The Mistral AI Python SDK simplifies API interaction by abstracting the HTTP request details, including authentication. You initialize the client with your API key, and the SDK handles its inclusion in subsequent requests.

from mistralai.client import MistralClient
from mistralai.models.chat_models import ChatMessage
import os

# It's recommended to load your API key from an environment variable
api_key = os.environ.get("MISTRAL_API_KEY")

if not api_key:
    raise ValueError("MISTRAL_API_KEY environment variable not set.")

client = MistralClient(api_key=api_key)

messages = [
    ChatMessage(role="user", content="What is the primary function of a transformer in deep learning?")
]

chat_response = client.chat(model="mistral-tiny", messages=messages)

print(chat_response.choices[0].message.content)

In this Python example, the API key is retrieved from an environment variable named MISTRAL_API_KEY. This is a recommended practice for keeping sensitive credentials out of source code.

Security best practices

Securing your Mistral AI API keys is paramount to prevent unauthorized access, control costs, and maintain the integrity of your applications. Adhering to these best practices will significantly enhance the security posture of your integrations:

  • Never hardcode API keys: Directly embedding API keys in your source code is a critical security vulnerability. If your code is ever exposed, your API key will be compromised. Instead, use environment variables, configuration files that are not committed to version control, or dedicated secret management services like AWS Secrets Manager or Google Cloud Secret Manager (Google Cloud secret management documentation).

  • Use environment variables: For server-side applications and scripts, loading API keys from environment variables (e.g., MISTRAL_API_KEY) is a standard and effective method. This keeps the key separate from the codebase and allows for easy rotation without code changes.

  • Implement least privilege: While Mistral AI currently uses a single API key for all operations, in systems with more granular permissions, always configure API keys with the minimum necessary permissions required for the specific task or application. This limits the damage if a key is compromised.

  • Rotate API keys periodically: Regularly generate new API keys and replace old ones in your applications. This practice, known as key rotation, reduces the window of opportunity for a compromised key to be exploited. A common rotation schedule might be every 90 days.

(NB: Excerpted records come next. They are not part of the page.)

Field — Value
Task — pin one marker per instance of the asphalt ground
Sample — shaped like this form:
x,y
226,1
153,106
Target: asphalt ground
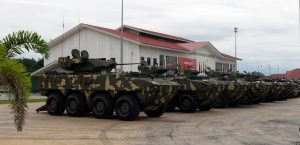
x,y
264,124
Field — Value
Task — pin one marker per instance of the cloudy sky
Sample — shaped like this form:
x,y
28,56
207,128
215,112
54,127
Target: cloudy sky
x,y
268,29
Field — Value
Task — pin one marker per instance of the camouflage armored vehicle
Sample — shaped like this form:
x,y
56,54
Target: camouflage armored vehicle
x,y
275,90
234,90
289,89
257,89
86,85
197,92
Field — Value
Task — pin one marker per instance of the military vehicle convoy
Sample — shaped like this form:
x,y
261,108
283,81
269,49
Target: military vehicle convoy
x,y
88,85
257,88
234,89
197,92
81,85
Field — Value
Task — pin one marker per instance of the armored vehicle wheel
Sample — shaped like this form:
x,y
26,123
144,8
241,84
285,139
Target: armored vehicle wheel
x,y
156,113
247,100
127,107
206,107
75,105
55,104
172,105
220,102
234,103
187,103
102,106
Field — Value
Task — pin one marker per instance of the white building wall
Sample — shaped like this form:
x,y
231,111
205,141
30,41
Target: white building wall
x,y
99,45
102,45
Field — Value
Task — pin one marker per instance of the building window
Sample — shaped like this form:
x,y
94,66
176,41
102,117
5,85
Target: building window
x,y
171,62
219,66
142,59
155,61
225,67
161,60
149,60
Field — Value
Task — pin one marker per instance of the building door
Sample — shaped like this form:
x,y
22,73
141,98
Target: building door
x,y
171,62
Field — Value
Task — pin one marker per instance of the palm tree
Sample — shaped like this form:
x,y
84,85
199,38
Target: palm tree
x,y
14,77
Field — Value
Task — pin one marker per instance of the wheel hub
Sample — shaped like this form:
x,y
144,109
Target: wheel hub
x,y
186,103
124,108
52,104
100,106
73,105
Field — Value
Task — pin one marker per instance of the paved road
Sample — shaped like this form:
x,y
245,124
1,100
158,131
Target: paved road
x,y
265,124
4,96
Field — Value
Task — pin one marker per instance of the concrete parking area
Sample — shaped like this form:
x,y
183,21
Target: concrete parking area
x,y
264,124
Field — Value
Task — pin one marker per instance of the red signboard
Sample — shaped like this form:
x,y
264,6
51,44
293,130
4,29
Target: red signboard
x,y
187,63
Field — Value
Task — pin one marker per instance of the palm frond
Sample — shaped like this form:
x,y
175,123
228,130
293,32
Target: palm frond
x,y
19,41
15,79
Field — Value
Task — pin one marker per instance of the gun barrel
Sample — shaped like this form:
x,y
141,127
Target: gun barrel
x,y
128,63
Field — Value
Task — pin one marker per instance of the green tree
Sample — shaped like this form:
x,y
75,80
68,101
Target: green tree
x,y
31,64
14,77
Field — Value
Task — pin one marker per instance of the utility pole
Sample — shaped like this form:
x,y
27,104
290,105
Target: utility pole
x,y
122,38
235,32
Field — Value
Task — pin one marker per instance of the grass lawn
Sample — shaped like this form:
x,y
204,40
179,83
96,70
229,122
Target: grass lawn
x,y
29,101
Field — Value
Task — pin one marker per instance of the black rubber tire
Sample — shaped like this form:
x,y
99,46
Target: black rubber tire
x,y
187,103
156,113
206,107
234,103
55,104
133,107
172,105
220,102
76,105
246,100
102,106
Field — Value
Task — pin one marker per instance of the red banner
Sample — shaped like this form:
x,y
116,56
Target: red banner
x,y
187,63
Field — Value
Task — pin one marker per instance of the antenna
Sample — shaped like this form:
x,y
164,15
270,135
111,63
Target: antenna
x,y
62,36
79,27
122,33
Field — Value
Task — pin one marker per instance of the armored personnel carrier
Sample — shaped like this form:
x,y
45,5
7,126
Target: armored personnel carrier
x,y
88,85
197,92
275,90
257,89
234,90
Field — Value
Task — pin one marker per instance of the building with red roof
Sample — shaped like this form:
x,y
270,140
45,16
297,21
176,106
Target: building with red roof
x,y
293,74
140,44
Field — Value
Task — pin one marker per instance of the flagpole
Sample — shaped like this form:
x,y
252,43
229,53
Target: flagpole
x,y
235,31
122,38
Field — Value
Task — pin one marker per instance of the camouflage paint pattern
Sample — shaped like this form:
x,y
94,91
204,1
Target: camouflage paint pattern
x,y
151,93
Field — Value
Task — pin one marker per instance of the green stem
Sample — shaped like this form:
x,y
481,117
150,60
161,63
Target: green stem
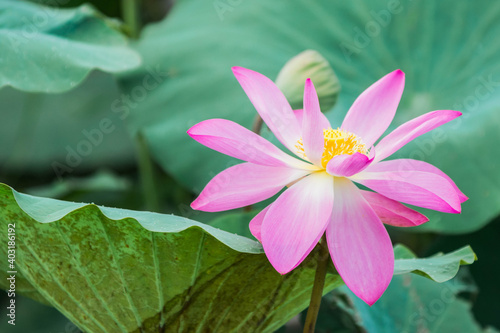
x,y
147,175
130,14
319,283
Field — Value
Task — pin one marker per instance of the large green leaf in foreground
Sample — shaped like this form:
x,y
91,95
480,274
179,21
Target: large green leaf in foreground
x,y
115,270
52,50
448,50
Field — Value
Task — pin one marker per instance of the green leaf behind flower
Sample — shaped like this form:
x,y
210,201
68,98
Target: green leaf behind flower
x,y
450,63
116,270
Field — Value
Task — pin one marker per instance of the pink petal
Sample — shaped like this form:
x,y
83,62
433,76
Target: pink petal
x,y
415,165
244,184
348,165
423,189
392,212
299,114
359,245
271,104
312,128
256,223
373,111
412,129
235,140
296,221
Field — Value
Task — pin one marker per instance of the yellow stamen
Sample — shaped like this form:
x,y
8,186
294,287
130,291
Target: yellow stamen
x,y
337,142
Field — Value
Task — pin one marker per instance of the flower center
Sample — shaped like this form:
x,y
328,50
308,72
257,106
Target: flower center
x,y
337,142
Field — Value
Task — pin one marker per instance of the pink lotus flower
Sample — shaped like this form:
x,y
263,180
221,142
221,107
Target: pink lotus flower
x,y
321,195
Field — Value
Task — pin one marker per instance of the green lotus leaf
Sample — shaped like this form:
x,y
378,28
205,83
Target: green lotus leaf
x,y
117,270
45,49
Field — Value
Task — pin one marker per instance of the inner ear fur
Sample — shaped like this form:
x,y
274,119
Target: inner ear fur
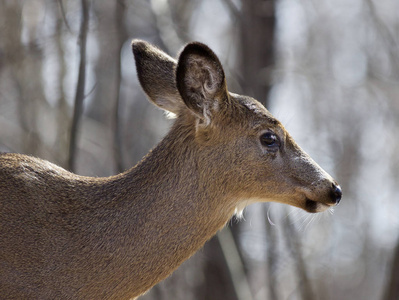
x,y
156,73
200,80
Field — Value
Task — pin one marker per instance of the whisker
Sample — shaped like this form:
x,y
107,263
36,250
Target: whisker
x,y
268,217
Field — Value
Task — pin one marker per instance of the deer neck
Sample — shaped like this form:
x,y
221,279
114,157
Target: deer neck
x,y
172,211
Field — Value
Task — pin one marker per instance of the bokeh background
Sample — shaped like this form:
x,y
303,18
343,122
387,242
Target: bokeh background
x,y
328,69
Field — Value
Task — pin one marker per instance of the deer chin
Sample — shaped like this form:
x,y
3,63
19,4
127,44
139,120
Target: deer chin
x,y
312,206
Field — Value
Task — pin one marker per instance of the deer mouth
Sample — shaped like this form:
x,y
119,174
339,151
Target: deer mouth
x,y
315,206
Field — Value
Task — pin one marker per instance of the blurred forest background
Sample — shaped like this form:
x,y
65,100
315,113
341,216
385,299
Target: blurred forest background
x,y
328,69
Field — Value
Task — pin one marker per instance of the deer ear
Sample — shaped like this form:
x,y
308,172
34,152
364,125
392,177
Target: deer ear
x,y
200,80
156,73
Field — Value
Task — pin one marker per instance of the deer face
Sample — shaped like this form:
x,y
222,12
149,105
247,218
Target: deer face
x,y
244,149
265,163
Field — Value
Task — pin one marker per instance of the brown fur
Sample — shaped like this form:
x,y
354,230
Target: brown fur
x,y
64,236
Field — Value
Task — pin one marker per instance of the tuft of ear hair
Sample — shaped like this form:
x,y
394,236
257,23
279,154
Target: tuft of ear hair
x,y
201,81
156,73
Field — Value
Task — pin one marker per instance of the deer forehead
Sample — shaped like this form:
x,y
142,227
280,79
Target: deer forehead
x,y
256,112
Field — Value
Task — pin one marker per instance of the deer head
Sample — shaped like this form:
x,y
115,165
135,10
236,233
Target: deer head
x,y
245,153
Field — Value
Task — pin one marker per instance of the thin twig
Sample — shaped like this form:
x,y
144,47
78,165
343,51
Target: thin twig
x,y
64,16
79,96
234,264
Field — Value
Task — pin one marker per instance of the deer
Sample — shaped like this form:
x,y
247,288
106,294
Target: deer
x,y
66,236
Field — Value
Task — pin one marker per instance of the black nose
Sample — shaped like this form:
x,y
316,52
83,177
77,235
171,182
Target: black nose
x,y
336,193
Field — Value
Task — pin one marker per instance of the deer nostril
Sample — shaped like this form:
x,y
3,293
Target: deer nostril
x,y
336,193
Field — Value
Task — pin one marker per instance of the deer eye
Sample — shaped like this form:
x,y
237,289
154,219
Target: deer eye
x,y
269,139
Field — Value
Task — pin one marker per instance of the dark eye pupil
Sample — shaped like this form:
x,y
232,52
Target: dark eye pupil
x,y
268,139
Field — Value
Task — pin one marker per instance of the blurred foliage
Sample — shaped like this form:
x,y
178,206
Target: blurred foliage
x,y
331,70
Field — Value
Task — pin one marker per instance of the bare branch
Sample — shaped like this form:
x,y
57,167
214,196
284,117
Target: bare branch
x,y
79,97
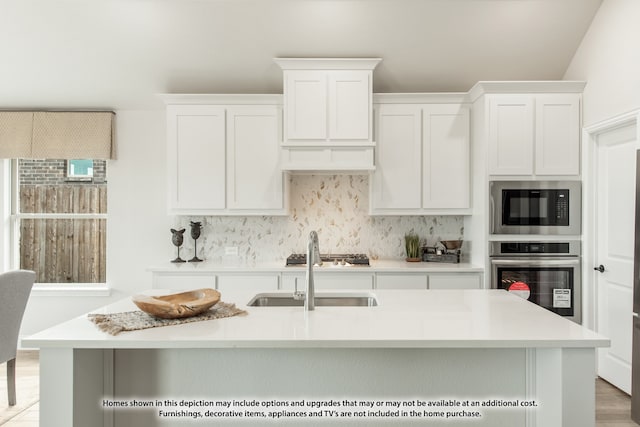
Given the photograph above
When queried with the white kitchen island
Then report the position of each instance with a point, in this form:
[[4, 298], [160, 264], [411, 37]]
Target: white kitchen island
[[415, 359]]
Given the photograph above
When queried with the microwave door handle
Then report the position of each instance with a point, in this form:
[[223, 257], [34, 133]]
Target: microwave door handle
[[536, 262]]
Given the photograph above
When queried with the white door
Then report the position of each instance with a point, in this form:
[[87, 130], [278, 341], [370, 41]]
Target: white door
[[615, 201], [557, 140], [396, 181], [306, 105], [349, 105], [254, 180], [511, 135], [196, 158], [445, 156]]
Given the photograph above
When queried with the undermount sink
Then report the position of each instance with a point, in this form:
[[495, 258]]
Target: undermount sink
[[362, 299]]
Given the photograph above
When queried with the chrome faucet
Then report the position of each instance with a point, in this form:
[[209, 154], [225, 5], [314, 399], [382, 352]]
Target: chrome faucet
[[313, 257]]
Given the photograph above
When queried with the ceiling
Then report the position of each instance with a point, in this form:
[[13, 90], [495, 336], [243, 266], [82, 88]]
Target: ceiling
[[119, 54]]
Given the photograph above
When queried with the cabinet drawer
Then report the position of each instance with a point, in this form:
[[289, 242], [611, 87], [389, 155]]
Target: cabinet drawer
[[454, 281], [401, 281]]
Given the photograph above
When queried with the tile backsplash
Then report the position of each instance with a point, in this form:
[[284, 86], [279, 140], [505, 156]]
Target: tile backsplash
[[336, 206]]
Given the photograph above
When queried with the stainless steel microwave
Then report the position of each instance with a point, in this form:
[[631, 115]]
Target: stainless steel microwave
[[535, 207]]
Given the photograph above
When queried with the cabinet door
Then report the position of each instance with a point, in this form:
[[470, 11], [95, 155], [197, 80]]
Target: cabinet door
[[396, 182], [306, 101], [196, 158], [445, 153], [511, 135], [454, 281], [254, 178], [557, 141], [401, 281], [349, 105]]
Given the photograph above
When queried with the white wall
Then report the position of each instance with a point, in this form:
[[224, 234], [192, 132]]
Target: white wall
[[137, 226], [609, 60]]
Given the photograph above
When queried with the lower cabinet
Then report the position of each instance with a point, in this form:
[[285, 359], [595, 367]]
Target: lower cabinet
[[428, 281], [329, 280], [401, 281], [254, 282], [324, 280], [183, 281], [455, 281]]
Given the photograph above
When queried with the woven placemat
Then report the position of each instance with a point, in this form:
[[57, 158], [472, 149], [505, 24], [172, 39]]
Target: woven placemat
[[114, 323]]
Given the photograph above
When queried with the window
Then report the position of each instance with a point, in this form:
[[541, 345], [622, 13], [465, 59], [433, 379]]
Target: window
[[59, 223]]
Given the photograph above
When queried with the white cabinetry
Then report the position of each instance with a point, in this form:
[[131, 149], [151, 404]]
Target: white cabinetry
[[536, 134], [329, 280], [401, 281], [329, 105], [187, 281], [223, 159], [396, 183], [328, 113], [455, 281], [254, 282], [422, 160], [254, 179], [196, 158], [445, 156]]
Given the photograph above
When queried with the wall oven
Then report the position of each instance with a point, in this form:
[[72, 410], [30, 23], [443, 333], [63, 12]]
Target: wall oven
[[545, 273], [535, 207]]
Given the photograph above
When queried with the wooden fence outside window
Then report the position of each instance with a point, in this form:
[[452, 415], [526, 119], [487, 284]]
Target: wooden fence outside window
[[64, 250]]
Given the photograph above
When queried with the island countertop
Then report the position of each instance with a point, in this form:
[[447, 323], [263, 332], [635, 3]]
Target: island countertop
[[403, 319]]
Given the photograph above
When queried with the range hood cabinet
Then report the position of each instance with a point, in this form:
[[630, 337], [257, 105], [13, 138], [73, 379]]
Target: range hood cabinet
[[328, 114]]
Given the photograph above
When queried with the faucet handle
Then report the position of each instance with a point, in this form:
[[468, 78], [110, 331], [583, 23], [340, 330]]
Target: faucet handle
[[297, 295]]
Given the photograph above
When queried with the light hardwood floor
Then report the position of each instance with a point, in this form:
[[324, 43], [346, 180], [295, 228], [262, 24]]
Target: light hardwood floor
[[613, 406]]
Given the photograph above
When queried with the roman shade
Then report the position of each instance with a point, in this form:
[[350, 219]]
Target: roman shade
[[57, 134], [15, 134]]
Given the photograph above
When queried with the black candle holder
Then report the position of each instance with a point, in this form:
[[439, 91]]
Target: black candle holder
[[196, 227], [177, 238]]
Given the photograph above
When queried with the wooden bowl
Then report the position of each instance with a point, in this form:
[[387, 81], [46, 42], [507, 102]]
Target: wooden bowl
[[176, 306], [452, 244]]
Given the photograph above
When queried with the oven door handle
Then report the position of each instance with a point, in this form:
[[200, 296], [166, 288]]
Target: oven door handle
[[536, 262]]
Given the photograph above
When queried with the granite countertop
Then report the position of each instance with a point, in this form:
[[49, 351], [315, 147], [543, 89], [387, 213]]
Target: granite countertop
[[403, 319]]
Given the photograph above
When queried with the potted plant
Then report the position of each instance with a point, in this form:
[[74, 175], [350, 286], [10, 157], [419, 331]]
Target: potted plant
[[412, 246]]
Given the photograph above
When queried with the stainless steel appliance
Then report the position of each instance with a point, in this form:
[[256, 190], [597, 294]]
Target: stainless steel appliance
[[545, 273], [535, 207], [332, 259], [635, 356]]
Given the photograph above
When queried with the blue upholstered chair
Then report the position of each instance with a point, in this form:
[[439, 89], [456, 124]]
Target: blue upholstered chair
[[15, 288]]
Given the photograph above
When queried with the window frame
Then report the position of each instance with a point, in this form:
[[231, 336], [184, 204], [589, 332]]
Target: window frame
[[13, 225]]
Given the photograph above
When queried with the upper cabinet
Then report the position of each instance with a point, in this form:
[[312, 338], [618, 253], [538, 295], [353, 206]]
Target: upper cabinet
[[534, 134], [328, 113], [422, 159], [196, 158], [223, 159]]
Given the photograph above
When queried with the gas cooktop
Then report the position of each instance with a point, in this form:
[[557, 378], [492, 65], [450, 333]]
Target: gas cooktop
[[335, 259]]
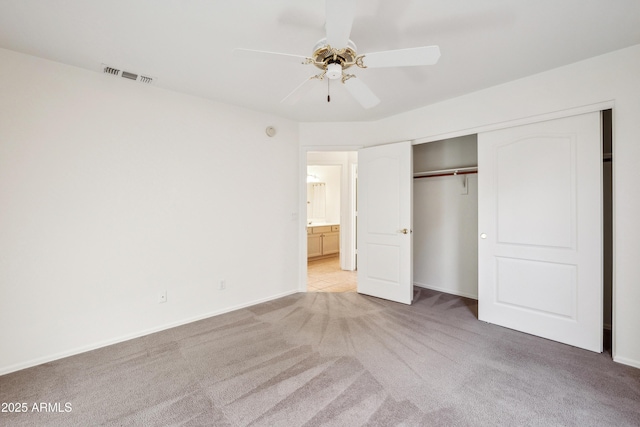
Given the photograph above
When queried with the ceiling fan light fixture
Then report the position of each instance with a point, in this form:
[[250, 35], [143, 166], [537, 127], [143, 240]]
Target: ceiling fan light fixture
[[334, 71]]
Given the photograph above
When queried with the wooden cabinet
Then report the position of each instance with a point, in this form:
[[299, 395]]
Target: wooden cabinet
[[323, 240]]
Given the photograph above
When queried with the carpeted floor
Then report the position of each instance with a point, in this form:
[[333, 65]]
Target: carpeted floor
[[333, 359]]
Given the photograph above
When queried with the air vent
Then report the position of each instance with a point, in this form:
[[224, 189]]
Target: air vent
[[126, 74], [110, 70]]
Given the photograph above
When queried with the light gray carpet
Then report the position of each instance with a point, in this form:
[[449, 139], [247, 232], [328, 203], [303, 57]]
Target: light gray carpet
[[334, 359]]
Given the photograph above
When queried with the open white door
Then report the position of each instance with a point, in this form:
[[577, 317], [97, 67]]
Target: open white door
[[540, 225], [385, 181]]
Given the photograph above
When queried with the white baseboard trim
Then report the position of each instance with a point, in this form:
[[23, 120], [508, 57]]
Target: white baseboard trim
[[628, 362], [46, 359], [446, 290]]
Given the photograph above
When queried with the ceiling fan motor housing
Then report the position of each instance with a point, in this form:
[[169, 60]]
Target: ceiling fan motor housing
[[334, 60], [334, 71]]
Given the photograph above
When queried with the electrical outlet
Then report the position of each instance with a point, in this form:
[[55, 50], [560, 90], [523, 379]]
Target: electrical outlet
[[162, 297]]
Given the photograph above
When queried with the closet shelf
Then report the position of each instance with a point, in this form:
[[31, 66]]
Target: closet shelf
[[446, 172]]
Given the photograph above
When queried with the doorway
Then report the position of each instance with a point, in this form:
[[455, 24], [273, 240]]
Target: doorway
[[330, 221]]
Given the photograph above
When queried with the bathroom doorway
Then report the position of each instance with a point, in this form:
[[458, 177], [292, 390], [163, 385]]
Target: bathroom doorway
[[331, 212]]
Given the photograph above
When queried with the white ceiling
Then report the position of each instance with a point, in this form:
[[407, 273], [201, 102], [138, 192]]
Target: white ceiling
[[187, 45]]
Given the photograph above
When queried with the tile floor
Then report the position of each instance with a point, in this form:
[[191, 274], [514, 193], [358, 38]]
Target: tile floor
[[325, 275]]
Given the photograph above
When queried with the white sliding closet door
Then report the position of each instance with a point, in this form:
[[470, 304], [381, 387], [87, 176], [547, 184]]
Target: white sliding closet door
[[540, 225], [385, 184]]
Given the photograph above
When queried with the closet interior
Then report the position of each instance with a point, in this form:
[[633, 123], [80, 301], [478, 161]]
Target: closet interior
[[445, 216]]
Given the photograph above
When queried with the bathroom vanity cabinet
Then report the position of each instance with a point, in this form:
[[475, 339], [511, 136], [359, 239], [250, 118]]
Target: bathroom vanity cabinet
[[323, 240]]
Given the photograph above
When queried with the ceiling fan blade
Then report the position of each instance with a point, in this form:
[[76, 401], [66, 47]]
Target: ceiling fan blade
[[261, 54], [299, 92], [339, 19], [361, 93], [426, 55]]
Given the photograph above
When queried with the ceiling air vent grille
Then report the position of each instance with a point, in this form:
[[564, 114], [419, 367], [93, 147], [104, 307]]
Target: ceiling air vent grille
[[126, 74]]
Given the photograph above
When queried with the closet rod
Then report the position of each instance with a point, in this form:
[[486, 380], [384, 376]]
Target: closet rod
[[446, 172]]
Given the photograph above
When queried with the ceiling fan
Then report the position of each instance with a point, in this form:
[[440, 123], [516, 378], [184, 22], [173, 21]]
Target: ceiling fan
[[336, 53]]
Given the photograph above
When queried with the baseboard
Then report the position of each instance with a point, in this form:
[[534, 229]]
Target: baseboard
[[628, 362], [446, 290], [106, 343]]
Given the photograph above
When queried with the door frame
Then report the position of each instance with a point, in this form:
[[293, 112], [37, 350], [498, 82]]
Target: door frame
[[302, 205]]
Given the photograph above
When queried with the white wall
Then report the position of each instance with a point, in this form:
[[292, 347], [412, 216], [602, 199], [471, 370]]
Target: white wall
[[112, 191], [611, 77]]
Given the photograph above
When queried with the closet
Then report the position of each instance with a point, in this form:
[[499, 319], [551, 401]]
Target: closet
[[445, 216]]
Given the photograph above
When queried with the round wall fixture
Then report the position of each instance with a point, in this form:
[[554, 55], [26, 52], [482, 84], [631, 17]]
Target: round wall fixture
[[271, 131]]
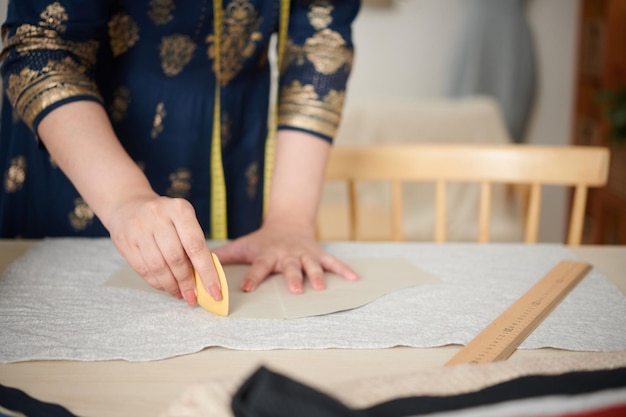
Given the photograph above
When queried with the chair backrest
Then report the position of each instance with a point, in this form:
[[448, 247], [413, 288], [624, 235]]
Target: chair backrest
[[532, 165]]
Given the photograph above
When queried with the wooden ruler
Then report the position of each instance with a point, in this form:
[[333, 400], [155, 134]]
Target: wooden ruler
[[500, 339]]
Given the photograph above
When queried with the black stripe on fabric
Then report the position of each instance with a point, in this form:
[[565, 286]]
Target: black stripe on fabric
[[266, 393], [571, 383], [17, 400]]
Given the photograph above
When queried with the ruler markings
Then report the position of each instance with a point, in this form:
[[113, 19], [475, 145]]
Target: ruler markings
[[500, 338]]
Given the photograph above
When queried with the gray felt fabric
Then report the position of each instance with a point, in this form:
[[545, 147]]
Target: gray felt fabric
[[52, 306]]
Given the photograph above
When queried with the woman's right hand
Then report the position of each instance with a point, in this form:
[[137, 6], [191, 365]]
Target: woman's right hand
[[162, 240]]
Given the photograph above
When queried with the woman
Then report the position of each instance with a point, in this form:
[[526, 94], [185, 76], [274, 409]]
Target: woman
[[123, 96]]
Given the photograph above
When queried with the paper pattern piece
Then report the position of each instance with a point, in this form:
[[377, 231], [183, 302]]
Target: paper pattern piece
[[53, 306], [272, 300]]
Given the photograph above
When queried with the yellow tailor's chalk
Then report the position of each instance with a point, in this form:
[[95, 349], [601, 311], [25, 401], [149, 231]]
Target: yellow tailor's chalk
[[205, 300]]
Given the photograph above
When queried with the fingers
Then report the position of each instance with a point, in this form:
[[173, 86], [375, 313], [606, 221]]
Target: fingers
[[194, 245], [314, 272], [292, 269], [163, 241]]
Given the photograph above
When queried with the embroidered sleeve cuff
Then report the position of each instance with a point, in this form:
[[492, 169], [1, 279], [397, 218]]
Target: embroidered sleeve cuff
[[41, 70], [33, 92], [302, 108]]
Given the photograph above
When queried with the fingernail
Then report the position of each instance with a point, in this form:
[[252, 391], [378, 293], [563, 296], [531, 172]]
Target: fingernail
[[295, 289], [318, 285], [190, 297], [247, 286], [215, 292]]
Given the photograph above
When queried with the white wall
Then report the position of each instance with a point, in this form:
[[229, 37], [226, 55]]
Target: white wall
[[405, 50]]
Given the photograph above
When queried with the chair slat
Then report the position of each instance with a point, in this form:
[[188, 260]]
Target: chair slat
[[484, 212], [577, 216], [396, 211], [578, 166], [533, 213], [441, 209]]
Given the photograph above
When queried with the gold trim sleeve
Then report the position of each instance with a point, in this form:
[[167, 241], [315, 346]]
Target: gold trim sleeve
[[301, 107]]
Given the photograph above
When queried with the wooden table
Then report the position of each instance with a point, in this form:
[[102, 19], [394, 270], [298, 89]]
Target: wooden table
[[147, 388]]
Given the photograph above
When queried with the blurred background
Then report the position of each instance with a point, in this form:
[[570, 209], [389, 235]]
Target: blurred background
[[497, 71]]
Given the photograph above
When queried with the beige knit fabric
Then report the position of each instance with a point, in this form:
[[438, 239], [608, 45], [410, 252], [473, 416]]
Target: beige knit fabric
[[214, 398]]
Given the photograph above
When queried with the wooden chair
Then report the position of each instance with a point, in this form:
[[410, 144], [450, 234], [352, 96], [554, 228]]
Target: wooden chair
[[530, 165]]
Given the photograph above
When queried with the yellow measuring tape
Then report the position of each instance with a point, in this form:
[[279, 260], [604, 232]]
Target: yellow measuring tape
[[219, 220], [500, 339]]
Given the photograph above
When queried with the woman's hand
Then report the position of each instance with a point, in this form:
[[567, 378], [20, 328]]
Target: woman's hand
[[162, 240], [287, 248], [160, 237]]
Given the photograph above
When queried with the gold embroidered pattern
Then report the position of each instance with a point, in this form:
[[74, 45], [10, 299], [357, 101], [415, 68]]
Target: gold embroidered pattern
[[15, 175], [82, 216], [180, 183], [31, 91], [119, 107], [327, 51], [157, 124], [123, 32], [54, 16], [252, 174], [161, 11], [240, 38], [176, 52], [319, 14], [30, 38], [301, 106]]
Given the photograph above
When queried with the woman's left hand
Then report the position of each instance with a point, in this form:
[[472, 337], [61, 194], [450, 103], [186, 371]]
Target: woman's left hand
[[287, 248]]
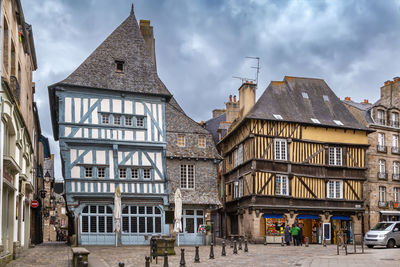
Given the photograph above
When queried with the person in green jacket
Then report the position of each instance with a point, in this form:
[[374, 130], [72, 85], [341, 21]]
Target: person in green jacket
[[294, 231]]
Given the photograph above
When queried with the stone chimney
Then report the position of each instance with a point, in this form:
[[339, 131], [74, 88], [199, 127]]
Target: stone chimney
[[247, 97], [148, 36]]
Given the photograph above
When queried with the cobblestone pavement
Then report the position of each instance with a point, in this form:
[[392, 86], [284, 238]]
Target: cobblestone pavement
[[258, 255]]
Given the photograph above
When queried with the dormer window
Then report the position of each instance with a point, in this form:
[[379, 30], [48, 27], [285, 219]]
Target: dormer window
[[119, 64]]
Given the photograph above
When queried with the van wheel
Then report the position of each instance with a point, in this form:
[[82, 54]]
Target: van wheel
[[391, 243]]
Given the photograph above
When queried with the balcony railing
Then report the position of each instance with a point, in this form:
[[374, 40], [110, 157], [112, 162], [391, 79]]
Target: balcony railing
[[382, 175], [382, 149], [382, 204]]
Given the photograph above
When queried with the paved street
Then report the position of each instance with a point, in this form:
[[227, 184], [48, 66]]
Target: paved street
[[258, 255]]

  • Monitor API usage: Keep an eye on your Mistral AI API usage metrics. Unusual spikes in requests or costs can indicate a compromised key or malicious activity. Set up alerts for unexpected usage patterns.

  • Secure your CI/CD pipelines: If your API keys are used in continuous integration/continuous deployment (CI/CD) pipelines, ensure that these keys are stored securely within the CI/CD system's secret management features. Avoid logging API keys or exposing them in build outputs.

  • Protect against client-side exposure: Never embed your API key directly in client-side code (e.g., JavaScript in a web browser, mobile app code) that users can inspect. If your application needs to call Mistral AI from the client side, route these requests through a secure backend server that adds the API key, acting as a proxy.

  • Use HTTPS/TLS: Ensure all communications with the Mistral AI API are performed over HTTPS. This encrypts the data in transit, protecting your API key and other sensitive information from interception. Mistral AI API endpoints enforce HTTPS, making this a default requirement.

  • Implement IP whitelisting (if available): If Mistral AI offers IP whitelisting for API keys, configure it to restrict API access only to requests originating from a list of trusted IP addresses. This adds an additional layer of defense against unauthorized access, even if a key is stolen.

  • Educate your team: Ensure that all developers and team members who handle API keys understand the importance of these security practices and are trained on how to manage credentials securely.